The rejection of the European Union’s (EU) final report on the presidential election held on February 25 has drawn criticism from opposition parties such as the Peoples Democratic Party (PDP) and the Labour Party (LP). These parties deemed the EU Observer Mission’s highlighting of “enduring systemic weaknesses” in the election as lacking credibility. Conversely, the Presidency dismissed the EU report as a “poorly done desk job” and refuted claims of election irregularities.
The EU report presented 23 recommendations for electoral reforms, emphasizing the importance of transparency, inclusiveness, and accountability. In response, the Presidency questioned the EU’s data collection methods and asserted that the 2023 general elections were well-organized and credible.
In light of this, Atiku Abubakar, the PDP’s candidate in the last election, accused the Presidency of failing to acknowledge the truth and raised doubts about the credibility of the election, citing delays in result uploads by the Independent National Electoral Commission (INEC). Atiku’s special assistant, Mr. Phrank Shaibu, stated that the EU’s final report indicated that the election outcome did not reflect the people’s will. He criticized the Federal Government for accepting support from the EU during the elections but disregarding its findings because they were unfavorable.
Similarly, the National Publicity Secretary of the LP, Obiora Ifoh, described the Presidency’s response as an attempt to save face.

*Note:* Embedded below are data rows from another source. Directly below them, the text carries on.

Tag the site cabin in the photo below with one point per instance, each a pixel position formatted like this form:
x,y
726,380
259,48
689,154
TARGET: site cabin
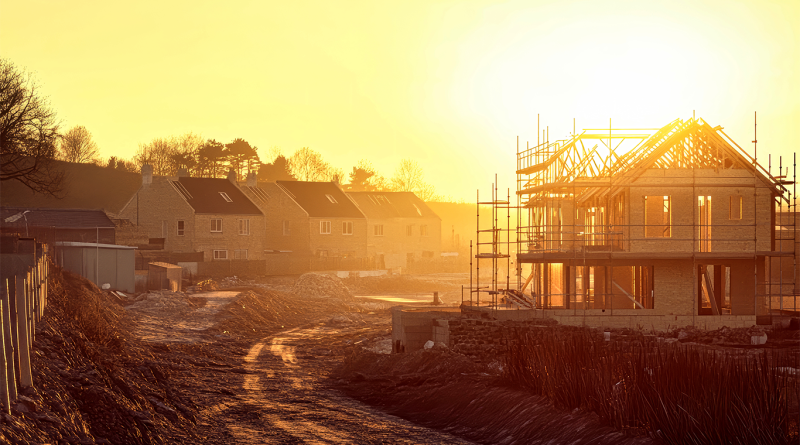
x,y
310,226
401,228
678,230
208,215
55,225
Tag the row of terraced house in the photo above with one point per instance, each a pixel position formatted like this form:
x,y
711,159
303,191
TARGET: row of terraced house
x,y
219,226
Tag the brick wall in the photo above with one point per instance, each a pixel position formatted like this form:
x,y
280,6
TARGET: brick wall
x,y
752,232
395,244
277,208
155,204
159,207
336,243
229,239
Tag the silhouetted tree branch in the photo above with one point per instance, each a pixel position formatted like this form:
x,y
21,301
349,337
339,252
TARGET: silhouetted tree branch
x,y
28,133
77,146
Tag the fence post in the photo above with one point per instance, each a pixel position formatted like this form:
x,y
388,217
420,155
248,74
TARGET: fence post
x,y
23,349
8,339
3,372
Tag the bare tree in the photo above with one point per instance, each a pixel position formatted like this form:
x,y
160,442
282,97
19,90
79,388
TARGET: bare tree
x,y
28,133
77,146
409,178
158,153
364,177
335,175
308,165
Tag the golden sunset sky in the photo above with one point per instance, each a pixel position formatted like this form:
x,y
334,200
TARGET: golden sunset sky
x,y
448,83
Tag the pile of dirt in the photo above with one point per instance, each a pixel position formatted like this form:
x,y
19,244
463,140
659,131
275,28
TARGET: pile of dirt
x,y
160,301
93,384
435,364
261,311
398,284
321,286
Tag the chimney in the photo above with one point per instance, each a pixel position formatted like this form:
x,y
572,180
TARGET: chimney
x,y
252,180
147,174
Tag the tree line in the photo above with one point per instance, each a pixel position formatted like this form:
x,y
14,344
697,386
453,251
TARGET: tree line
x,y
31,137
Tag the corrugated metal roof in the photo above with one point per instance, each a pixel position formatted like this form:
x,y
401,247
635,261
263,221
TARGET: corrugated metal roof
x,y
215,196
321,199
379,205
59,218
86,186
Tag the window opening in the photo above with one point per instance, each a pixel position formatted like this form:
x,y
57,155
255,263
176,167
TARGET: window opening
x,y
325,227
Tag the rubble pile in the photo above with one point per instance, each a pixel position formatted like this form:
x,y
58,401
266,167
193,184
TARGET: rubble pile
x,y
207,285
235,281
159,301
262,311
94,384
321,286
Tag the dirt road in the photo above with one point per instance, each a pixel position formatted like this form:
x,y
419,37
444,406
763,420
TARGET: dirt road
x,y
284,398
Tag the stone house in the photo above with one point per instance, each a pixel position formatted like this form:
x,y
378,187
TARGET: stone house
x,y
678,230
208,215
311,225
401,228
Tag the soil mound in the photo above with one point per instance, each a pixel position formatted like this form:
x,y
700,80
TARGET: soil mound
x,y
93,384
398,284
313,285
261,311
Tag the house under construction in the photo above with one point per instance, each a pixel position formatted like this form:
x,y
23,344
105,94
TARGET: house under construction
x,y
652,229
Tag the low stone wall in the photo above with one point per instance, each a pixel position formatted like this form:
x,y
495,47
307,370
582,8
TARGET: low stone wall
x,y
488,340
646,320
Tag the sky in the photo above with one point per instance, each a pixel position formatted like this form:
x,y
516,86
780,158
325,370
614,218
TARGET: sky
x,y
451,84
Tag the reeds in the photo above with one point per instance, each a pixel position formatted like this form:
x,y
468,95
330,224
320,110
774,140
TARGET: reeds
x,y
670,391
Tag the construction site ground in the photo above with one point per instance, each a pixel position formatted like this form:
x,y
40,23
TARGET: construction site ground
x,y
285,360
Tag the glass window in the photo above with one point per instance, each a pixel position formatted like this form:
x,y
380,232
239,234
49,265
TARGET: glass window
x,y
736,207
325,227
244,227
657,217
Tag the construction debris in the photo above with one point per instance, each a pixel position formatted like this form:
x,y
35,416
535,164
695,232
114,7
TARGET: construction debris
x,y
322,286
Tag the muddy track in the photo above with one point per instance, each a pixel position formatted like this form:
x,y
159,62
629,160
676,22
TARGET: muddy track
x,y
284,398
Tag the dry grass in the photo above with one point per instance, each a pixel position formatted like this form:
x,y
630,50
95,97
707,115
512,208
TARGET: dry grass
x,y
677,393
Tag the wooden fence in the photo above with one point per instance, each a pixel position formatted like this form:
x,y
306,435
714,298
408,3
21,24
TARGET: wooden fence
x,y
23,298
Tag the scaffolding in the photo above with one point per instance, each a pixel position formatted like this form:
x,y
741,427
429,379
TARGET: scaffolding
x,y
591,204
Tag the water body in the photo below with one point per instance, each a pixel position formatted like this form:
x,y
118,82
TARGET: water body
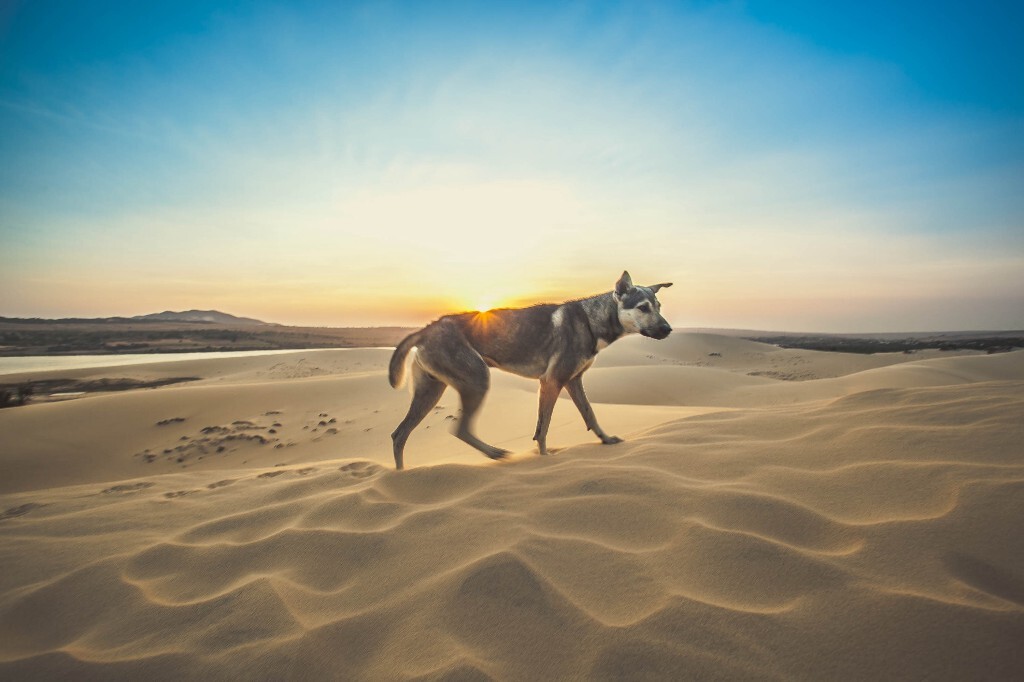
x,y
46,363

He pointed out that the EU report was just one of many submissions by international observers who regarded the election as a sham that did not represent the majority of Nigerians’ will.
The PDP, LP, and other opposition parties supported the findings of the EU report and emphasized the need to challenge the election outcome in court. While the ruling All Progressives Congress (APC) defended the election’s credibility, the EU report was seen as an opportunity for improvement rather than a condemnation. The mention of a Government of National Unity (GNU) in Nigeria added further complexity to the opposition’s response to the EU assessment.